The paper introduces novel high-order schemes for SPDEs with additive noise, achieving convergence rates of 3/2 for heat and 2 for wave equations, improving upon traditional methods.

Findings

Achieved strong convergence rate of 3/2 for stochastic heat equation.

Achieved strong convergence rate of 2 for stochastic wave equation.
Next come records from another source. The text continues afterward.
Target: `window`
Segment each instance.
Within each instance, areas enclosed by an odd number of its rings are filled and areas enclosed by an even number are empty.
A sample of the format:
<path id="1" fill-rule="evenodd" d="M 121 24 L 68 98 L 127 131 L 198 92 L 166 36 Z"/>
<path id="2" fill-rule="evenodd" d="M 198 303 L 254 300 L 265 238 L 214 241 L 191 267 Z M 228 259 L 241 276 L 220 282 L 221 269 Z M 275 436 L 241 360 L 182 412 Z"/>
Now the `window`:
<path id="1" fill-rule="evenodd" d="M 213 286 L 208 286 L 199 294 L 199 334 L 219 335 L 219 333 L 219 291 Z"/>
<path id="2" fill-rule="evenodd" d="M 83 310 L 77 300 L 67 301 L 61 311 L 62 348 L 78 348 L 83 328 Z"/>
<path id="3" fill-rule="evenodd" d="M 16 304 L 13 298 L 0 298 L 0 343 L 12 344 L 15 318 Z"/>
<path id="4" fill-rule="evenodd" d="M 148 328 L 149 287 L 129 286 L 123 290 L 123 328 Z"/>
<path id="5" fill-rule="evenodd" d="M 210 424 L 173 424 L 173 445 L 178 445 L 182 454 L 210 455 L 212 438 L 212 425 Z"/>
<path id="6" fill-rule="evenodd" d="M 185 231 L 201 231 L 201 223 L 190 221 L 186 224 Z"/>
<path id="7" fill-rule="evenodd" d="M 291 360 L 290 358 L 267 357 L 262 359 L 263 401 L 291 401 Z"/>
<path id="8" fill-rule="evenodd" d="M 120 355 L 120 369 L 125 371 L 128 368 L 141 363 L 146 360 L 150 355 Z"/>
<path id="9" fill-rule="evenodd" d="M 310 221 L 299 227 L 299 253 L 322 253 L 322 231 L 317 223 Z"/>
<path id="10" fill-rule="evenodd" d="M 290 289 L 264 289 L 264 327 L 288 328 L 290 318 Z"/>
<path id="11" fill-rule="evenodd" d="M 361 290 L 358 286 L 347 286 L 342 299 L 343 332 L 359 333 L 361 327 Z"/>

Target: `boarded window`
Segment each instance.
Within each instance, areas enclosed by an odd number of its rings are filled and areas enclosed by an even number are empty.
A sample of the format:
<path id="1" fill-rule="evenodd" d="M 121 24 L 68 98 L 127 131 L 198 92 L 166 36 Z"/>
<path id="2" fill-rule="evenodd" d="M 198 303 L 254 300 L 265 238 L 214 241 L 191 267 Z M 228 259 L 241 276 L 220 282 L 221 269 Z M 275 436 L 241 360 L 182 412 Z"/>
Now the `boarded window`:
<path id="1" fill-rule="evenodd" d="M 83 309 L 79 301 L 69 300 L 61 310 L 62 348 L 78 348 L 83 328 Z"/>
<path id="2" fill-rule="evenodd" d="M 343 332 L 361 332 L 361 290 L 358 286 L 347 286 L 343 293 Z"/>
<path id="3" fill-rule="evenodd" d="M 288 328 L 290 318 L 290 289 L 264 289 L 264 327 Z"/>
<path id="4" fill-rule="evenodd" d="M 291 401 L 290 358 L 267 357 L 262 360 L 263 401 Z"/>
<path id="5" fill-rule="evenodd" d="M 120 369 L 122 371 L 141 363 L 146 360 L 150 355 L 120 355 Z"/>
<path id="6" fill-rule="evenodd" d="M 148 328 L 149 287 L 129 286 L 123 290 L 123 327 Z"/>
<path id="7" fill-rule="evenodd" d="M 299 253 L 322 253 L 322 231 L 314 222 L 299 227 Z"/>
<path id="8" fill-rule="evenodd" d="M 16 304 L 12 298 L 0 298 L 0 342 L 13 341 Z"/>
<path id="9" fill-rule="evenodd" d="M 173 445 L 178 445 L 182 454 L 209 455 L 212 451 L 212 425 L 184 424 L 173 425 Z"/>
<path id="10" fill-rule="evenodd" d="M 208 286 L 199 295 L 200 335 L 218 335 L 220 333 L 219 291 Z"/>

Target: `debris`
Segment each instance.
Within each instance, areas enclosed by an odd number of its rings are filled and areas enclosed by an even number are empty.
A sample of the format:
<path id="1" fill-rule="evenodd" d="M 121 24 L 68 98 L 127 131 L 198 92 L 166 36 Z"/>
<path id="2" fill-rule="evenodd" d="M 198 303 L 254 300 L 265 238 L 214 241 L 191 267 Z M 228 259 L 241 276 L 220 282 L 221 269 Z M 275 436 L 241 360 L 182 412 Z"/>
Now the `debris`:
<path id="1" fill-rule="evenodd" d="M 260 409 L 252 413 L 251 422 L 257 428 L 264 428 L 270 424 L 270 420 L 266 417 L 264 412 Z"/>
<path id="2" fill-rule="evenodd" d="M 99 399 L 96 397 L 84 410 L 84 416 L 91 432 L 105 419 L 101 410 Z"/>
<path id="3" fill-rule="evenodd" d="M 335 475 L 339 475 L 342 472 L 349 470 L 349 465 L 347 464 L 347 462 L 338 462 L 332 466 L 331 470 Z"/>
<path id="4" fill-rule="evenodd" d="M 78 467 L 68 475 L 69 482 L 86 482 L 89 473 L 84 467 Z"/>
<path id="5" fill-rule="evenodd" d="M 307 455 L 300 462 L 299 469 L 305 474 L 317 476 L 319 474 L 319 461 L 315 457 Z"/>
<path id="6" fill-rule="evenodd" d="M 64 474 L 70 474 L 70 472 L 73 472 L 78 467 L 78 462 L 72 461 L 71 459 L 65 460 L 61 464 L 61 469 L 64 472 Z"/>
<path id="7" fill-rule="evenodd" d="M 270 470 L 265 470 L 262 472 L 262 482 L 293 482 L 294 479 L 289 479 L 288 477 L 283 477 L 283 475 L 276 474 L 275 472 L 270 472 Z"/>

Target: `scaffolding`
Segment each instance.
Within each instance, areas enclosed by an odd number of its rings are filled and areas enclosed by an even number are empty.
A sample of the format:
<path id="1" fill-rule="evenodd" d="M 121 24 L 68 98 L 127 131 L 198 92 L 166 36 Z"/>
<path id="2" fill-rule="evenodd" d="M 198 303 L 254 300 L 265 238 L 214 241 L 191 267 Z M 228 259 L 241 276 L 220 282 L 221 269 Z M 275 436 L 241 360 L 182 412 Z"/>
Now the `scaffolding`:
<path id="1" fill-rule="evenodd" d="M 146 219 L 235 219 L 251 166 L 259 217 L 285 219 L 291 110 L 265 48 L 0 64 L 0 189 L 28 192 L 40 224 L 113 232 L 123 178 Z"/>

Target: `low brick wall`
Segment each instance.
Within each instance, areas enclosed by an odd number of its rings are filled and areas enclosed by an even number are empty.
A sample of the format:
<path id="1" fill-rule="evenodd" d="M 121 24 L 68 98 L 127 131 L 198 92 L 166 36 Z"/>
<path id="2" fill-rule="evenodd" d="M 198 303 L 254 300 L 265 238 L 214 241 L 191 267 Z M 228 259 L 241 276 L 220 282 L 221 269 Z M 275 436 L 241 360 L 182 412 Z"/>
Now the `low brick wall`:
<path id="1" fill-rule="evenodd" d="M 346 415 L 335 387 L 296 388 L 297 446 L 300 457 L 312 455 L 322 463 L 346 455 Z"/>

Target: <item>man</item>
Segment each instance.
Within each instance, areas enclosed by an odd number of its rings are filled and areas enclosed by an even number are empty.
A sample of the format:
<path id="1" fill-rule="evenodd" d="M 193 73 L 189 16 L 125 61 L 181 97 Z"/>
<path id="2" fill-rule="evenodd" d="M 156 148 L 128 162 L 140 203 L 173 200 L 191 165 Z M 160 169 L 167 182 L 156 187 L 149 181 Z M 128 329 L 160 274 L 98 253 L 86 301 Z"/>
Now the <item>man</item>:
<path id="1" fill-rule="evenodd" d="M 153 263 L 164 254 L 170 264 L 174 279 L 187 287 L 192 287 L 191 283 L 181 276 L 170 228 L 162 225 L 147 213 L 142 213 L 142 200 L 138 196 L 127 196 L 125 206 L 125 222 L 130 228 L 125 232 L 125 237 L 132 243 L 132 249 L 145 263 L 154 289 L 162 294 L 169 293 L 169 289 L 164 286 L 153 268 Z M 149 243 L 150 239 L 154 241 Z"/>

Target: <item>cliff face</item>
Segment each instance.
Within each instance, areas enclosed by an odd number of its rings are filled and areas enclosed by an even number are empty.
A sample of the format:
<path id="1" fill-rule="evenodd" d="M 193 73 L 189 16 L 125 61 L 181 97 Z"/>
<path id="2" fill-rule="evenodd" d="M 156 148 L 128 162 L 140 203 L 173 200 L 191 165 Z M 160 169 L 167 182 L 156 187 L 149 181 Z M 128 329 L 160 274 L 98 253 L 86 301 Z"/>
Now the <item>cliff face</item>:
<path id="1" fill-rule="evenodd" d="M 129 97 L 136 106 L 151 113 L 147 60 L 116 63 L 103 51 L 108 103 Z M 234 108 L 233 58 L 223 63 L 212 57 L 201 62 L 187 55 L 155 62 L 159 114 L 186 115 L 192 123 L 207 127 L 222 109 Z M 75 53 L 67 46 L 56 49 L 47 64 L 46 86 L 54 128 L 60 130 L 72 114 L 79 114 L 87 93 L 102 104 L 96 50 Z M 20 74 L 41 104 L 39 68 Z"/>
Demonstrated effectiveness of modified schemes with numerical quadrature.

Abstract

We present high-order numerical schemes for linear stochastic heat and wave equations with Dirichlet boundary conditions, driven by additive noise. Standard Euler schemes for SPDEs are limited to an order convergence between 1/2 and 1 due to the low temporal regularity of noise. For the stochastic heat equation, a modified Crank-Nicolson scheme with proper numerical quadrature rule for the noise term in its reformulation as random PDE achieves a strong convergence rate of 3/2. For the stochastic wave equation with additive noise a corresponding approach leads to a scheme which is of order 2.